Pro Tip: You can see the actual response on the left to help you decide what the expected response should be.

Side-by-Side Comparison

Einstein Model Testing

Left Side: Actual (What Agent Did) 🟢

Characteristics:

Color: Green styling
Editable: No (read-only)
Purpose: Shows what the agent actually did
Visual: Chips for topics/actions, text for responses

Display:

Topics: Green chips with topic names
Actions: Green chips for each action
Response: Green bordered box with full text
Empty states: "No topic/actions/response from agent yet"

Right Side: Expected (What You Want) 🔵

Characteristics:

Color: Blue/Orange/Standard styling
Editable: Yes (all fields)
Purpose: Define what you expect
Visual: Form inputs, dropdowns, checkboxes

Display:

Topics: Autocomplete dropdown
Actions: Multi-select with checkboxes
Response: Multi-line textarea
Empty states: Placeholder text

Reading Flow

Natural left-to-right workflow:

👀 Look at Actual (left) - See what the agent did
🤔 Decide if it's correct - Is this what you expected?
✏️ Adjust Expected (right) - Update if needed
💾 Save - Persist changes

Example Workflow:

User utterance: "What is my account balance?"

Step 1: Run test
Actual Topic: [ServiceTopic_v2]   ← Left side
Actual Actions: [GetBalance]       ← Left side
Actual Response: "Your balance is $1,234.56" ← Left side

Step 2: Agent looks good!
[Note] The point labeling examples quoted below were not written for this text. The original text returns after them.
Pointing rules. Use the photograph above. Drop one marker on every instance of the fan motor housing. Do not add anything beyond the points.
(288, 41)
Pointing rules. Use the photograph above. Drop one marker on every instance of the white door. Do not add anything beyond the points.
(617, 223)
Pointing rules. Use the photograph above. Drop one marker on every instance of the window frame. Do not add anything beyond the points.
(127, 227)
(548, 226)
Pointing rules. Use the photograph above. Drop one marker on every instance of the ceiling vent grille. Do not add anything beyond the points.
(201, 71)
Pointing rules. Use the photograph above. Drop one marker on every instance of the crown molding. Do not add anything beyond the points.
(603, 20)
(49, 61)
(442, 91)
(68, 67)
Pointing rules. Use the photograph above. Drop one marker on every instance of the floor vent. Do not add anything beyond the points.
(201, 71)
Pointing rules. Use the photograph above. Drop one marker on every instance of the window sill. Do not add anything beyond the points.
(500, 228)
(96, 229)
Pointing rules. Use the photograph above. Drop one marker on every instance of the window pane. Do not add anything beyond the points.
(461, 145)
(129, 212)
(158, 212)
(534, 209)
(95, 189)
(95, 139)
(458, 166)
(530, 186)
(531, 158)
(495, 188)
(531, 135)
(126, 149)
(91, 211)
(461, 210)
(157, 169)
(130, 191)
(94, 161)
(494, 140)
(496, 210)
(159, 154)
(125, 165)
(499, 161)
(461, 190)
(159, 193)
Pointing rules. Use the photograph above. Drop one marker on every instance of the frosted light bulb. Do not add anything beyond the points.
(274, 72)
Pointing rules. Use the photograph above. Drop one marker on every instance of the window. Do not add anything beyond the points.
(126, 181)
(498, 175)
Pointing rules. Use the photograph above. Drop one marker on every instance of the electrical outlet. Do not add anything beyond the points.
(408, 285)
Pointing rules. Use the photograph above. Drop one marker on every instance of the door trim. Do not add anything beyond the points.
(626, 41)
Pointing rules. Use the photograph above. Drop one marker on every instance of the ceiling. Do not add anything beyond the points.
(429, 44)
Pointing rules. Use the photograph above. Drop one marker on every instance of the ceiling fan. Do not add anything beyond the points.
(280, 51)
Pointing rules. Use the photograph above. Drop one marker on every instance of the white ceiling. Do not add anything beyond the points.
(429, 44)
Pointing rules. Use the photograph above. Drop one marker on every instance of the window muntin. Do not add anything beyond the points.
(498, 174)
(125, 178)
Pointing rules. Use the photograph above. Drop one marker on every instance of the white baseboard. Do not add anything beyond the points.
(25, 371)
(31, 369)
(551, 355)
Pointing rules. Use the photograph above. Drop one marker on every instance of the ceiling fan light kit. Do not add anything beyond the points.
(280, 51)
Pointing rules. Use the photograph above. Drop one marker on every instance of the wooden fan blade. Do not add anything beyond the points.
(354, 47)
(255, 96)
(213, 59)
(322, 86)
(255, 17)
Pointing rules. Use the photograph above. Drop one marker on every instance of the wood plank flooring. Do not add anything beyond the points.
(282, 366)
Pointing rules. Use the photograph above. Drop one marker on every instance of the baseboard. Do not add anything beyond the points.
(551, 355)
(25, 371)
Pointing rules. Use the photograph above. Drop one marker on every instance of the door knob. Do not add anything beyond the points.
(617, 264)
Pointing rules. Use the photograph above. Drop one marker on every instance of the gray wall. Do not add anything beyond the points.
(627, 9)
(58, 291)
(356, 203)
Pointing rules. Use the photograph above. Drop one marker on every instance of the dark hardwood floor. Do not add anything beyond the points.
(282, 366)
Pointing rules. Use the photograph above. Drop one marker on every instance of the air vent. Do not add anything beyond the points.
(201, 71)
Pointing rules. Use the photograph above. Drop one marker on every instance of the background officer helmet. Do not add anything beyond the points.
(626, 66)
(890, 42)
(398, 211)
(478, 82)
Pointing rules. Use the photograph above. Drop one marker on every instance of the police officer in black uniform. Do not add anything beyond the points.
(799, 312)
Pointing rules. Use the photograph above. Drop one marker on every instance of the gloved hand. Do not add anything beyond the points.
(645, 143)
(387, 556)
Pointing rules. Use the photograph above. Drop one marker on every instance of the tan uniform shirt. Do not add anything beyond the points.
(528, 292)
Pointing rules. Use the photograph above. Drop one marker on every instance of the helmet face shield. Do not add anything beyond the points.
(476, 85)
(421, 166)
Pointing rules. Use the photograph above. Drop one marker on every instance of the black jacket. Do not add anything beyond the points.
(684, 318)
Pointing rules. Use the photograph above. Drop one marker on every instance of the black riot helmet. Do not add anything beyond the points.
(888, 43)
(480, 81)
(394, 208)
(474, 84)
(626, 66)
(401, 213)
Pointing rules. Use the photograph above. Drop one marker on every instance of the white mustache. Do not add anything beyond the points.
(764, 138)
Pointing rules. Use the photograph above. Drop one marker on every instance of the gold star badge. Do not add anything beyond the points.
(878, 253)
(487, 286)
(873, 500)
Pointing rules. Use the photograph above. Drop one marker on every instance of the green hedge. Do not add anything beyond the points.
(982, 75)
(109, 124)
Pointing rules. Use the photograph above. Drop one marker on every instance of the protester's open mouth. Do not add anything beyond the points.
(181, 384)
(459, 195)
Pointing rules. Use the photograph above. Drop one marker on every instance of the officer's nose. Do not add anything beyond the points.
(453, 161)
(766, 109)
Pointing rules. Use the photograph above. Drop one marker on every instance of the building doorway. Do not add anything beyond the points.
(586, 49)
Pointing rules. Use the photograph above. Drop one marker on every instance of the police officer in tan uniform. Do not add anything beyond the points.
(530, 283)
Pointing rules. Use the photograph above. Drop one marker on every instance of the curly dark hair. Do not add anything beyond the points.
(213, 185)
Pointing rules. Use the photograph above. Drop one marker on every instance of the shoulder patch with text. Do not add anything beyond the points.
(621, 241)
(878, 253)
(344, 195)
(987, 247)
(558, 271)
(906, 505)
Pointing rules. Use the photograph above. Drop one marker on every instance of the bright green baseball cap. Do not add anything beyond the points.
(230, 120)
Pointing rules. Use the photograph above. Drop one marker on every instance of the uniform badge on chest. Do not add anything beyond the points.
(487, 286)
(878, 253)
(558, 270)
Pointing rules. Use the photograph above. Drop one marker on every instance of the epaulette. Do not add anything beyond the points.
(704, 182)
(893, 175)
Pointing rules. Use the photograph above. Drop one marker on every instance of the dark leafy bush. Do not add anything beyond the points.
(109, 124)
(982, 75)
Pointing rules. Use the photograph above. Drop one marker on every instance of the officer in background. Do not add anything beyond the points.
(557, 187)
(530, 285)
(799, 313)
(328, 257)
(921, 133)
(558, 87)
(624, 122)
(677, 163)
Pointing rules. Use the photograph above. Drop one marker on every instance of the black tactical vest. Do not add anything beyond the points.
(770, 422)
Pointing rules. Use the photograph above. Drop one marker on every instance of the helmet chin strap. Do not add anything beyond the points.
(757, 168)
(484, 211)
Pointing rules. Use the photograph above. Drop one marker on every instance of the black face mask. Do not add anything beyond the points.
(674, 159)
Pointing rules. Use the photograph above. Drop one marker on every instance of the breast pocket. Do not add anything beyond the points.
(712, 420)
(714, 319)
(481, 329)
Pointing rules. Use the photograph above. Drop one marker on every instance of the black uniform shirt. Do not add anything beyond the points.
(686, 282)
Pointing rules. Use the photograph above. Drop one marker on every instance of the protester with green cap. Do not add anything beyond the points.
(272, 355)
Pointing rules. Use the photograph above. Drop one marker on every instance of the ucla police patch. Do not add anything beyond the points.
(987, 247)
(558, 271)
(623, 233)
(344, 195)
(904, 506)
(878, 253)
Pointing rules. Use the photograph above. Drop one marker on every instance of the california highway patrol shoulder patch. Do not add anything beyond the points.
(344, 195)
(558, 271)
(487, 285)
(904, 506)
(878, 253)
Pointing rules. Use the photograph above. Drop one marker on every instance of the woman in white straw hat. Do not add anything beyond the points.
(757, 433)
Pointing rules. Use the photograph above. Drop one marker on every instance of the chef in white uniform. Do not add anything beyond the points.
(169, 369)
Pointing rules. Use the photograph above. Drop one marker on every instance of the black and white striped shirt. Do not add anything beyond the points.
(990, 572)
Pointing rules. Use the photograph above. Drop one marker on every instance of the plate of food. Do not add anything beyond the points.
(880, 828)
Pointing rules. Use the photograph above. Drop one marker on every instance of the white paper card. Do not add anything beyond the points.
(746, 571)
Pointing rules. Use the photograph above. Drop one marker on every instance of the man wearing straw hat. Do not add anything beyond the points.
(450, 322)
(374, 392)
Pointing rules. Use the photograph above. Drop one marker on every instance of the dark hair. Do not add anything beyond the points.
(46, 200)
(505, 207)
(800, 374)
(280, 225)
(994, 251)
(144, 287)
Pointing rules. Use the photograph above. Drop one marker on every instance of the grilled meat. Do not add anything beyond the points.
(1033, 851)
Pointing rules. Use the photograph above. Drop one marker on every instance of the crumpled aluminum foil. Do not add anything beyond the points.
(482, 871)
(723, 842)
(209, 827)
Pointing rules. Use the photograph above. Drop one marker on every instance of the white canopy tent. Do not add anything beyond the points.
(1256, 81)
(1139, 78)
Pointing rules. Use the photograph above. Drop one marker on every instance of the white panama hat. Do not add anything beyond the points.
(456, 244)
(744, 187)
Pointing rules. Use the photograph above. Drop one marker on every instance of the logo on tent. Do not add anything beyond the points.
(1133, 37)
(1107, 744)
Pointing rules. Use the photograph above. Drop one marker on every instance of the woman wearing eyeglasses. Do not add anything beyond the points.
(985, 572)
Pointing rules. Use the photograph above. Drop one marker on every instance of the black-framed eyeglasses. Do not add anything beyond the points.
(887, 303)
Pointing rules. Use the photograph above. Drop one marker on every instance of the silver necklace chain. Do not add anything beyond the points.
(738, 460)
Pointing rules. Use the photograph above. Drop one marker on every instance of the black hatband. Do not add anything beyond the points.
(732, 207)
Copy to expected
Expected Topic: ServiceTopic_v2    ← Right side
Expected Actions: ☑ GetBalance     ← Right side
Expected Response: "$1,234.56"     ← Right side (simplified)

Step 3: Save changes
→ Status recalculates
→ Test shows "Success" ✅

Auto-Recalculation Feature

Conversation Expanded

What Happens After Saving

When you click "Save Changes", the system automatically:

✅ Saves your edits to the test case metadata
🔄 Recalculates matches against actual sessions
📊 Updates test status (Success/Partial/Error/No Match)
🎯 Refreshes the table with new results

You don't need to:

Manually refresh the page
Re-run the test
Wait for async processes
Click any additional buttons

Status Indicators

After recalculation, you'll see updated status:

🟢 Success

All expectations match actual results
Topic matches
All actions executed
Response matches (if specified)

🟡 Partial

Some expectations match
Example: Topic matches but actions don't
Example: Actions match but response differs

🔴 Error

Major mismatches
Example: Wrong topic identified
Example: No actions executed when expected

⚪ No Match

No agent session found for this utterance
Agent hasn't been tested with this input yet
Need to run the agent first

Real-Time Feedback

The recalculation typically takes < 1 second, giving you immediate feedback:

[Edit Dialog]
┌──────────────────────────────────┐
│ Save Changes                     │
└──────────────────────────────────┘
         ↓
[Saving...]
         ↓
[Table Updates]
┌──────────────────────────────────┐
│ Test #1: Success ✅              │
│ - Topic: Match ✅                │
│ - Actions: Match ✅              │
│ - Response: Match ✅             │
└──────────────────────────────────┘

Common Workflows

Workflow 1: Copy Actual to Expected

Use Case: Agent behavior is correct, update expectations to match.

Steps:

Click ✏️ Edit on test case
Review left side (actual values)
Copy/select same values on right side (expected)
- Select matching topic from dropdown
- Check same actions in multi-select
- Copy response text (or adjust as needed)
Click "Save Changes"
✅ Status updates to "Success"

Time Saved: 30 seconds per test case vs. manually editing metadata.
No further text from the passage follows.